In the case against Josh Wilson, the court stated:

“You  know, you both testified; about half  of  Hubbard  thinks  this is  just  a fun thing thing to do. And it’s crazy. What ‘s wrong with half of Hubbard?  What on earth  is wrong with people?…  You’re a young guy. 21 years old. I understand what it’s like to be young and do something  that’s a goof and continue doing stuff. But this is so absurd.  By  your own acknowledgement you’re aware that there’s a whole community that thinks it’s just, just a fun thing to do to try and make his life miserable. And that’s sick. It’s sick. In Girard Municipal Court, you pled to a disorderly conduct and you’re still doing this stuff… what the heck does it take? I feel like getting a bullhorn and putting it on top of a car and riding through Hubbard and saying hey, idiots, cut it out. This is stupid, immature, ridiculous, sick, awful behavior.”

The case against Ron Duez:

“You’ve been more forthright than several other witnesses, Mr. Duez, but I do believe that you have engaged in conduct over a period of time that was intentional and was intended to harass. It was part of the general thought process going on in Hubbard that it’s sort of comical and/or a thing to do, to drive by Mr. Krlich’s house and to harass him by beeping the horn. … And it’s just such a crazy situation. It’s so unnecessary. The Court feels that, first of all, the standard has been met. Secondly, that it really doesn’t have much of an alternative in many of these cases but to issue a protection order. I am going to recommend the issuance of a protection order in this case.”

The case against Joe Takash:

“I think it is a pattern of conduct … it was certainly intended.
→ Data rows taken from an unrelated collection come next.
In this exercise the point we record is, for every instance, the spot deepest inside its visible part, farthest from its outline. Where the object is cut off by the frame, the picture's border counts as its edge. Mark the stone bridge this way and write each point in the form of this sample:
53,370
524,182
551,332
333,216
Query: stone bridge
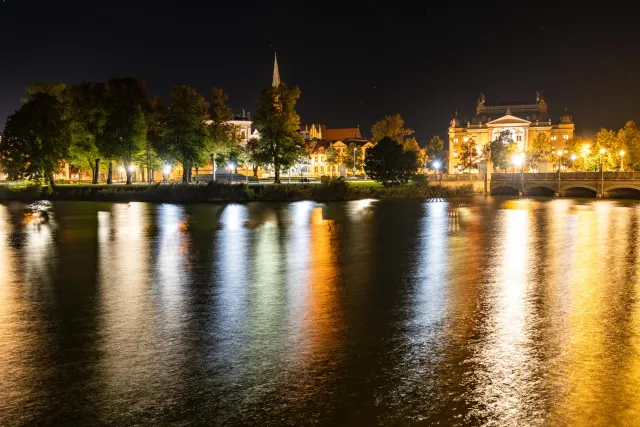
566,184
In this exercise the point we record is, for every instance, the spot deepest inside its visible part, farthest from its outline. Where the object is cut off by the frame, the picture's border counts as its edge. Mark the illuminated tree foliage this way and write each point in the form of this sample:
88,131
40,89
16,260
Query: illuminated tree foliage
277,122
390,127
387,162
187,134
36,139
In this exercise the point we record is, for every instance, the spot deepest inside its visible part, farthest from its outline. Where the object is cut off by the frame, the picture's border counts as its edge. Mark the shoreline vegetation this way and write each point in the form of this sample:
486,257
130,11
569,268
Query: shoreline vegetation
223,192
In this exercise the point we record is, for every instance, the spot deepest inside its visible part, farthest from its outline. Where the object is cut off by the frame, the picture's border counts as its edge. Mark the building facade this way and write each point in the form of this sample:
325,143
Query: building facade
524,120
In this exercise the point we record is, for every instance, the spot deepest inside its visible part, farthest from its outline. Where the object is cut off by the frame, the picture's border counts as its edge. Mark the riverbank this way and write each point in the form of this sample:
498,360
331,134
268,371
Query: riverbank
220,192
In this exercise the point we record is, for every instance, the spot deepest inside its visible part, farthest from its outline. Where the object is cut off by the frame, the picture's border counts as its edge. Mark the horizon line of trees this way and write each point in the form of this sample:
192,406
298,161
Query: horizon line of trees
96,124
When there is an obvious intention to cause mental distress to another person by doing this ongoing pattern of conduct, then that is sufficient to justify a finding of menacing by stalking.”
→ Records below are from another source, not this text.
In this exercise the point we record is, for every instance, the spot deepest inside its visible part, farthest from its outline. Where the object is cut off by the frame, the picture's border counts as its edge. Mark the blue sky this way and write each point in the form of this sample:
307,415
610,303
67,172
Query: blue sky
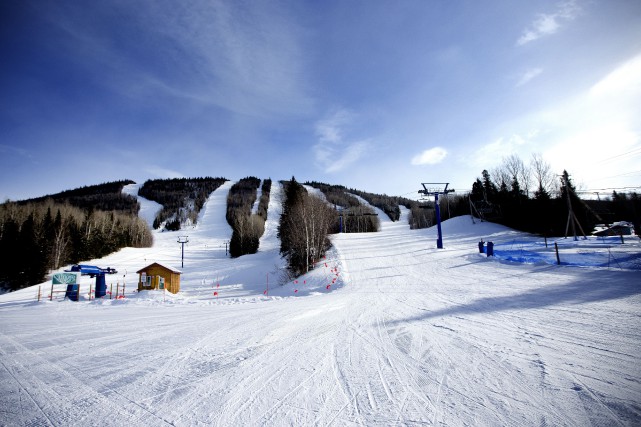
375,95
The case against Beede Chick:

“I don’t have any qualms about the township and/or city of Hubbard. I don’t think it’s a bad place. But it boggles my mind, because I don’t have any question in my mind that there have been an inordinate number of people who thought this was a funny thing to do, and who knew how much time it was taking up from the police, who knew it was taking up the court … and who keep doing it and think it’s just a gag.”